Scrivner spent most days watching cartoons with Draydon, and hiding her tears when she began to feel hopeless and afraid for their future.

At one point, she texted her brother, who lives in Portland, that she felt like she was drowning. “Go in the backyard, take a deep breath, watch the sunrise,” he wrote back. Scrivner answered that the sunrise wasn’t going to get her a job. “I understand that, sis, but you also need to enjoy that you are out,” he told her.

Constructing a whole life

Criminal justice experts call the process of getting out of prison and then reintegrating back into society “reentry,” and it’s universally recognized as an incredibly challenging — and for some, impossible — task.

“Reentry is all about constructing a whole life,” said Ann L. Jacobs, the director of the Prisoner Reentry Institute at John Jay College in New York City. “You have to figure out every aspect of it.” The best predictor of whether a person leaving prison will be able to reenter society with success is how supportive and helpful the individual’s family is when he or she gets out.

“Family support is critical in successful reentry,” said Nancy La Vigne, director of the Justice Policy Center at the nonprofit Urban Institute in Washington, D.C. “All manner of support, moral support and tangible support.”

In the federal system, inmates are moved from prisons to halfway houses or home confinement to provide a structured environment before their full release. Scrivner is on home confinement until mid-June and must call and check in with authorities at the local halfway house several times a day. The staff there asks her to look for work, and tells her she must volunteer if she doesn’t get a job within a couple of months. After her home confinement is over, she is under supervised release for as long as five years. She will check in with a court officer periodically and undergo drug testing. Any missteps could land her back in prison.

According to criminal justice experts, people who have served longer sentences tend to recidivate at a lower rate than those who have served shorter ones because they have typically aged out of the peak offending years by the time they’re let out of prison. Obama’s clemency program is aimed at prisoners who have served at least 10 years, which will likely mean a lower recidivism rate for these ex-prisoners than average.

The Obama administration has attempted to tackle recidivism.

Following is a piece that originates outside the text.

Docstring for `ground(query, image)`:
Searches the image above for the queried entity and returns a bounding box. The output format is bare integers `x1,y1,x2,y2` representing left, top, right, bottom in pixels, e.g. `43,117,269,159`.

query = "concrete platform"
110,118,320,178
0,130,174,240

Former Attorney General Eric Holder created the Reentry Council in 2011 — a group of employees from 20 federal agencies who propose rules and laws that help prisoners reintegrate into society. Recently the group proposed changing child support rules, so that child support debt doesn’t keep accruing for parents who are incarcerated, often leaving them tens of thousands of dollars in debt once they’re released. The president also supports legislation to increase education opportunities for prisoners still incarcerated.

But the average recidivism rate for the more than half a million people who have been let out of state and federal prisons every year since 1990 remains high. One 2005 study found that 75 percent of released state offenders were arrested again within five years of getting out, and half of them were back in jail. The rate for federal ex-cons is closer to 40 percent, accordingto a different 2005 study. Many of these people were imprisoned for parole violations.

Scrivner has to pass drug tests and check in with the government for five more years or she could end up back in prison, all while attempting to care for her daughter, who has had her own run-ins with the law.

‘I need to look out for myself’

After Scrivner spent a lonely month with her grandson, Alannah turned herself into her parole officer, served four days in the county jailfor her earlier failure to report to him, and then came back home with her girlfriend, Marissa. The three women and Draydon now live in the two-bedroom house together in relative peace, though they are all concerned about losing the house this summer, when the bank is expected to finally sell it off.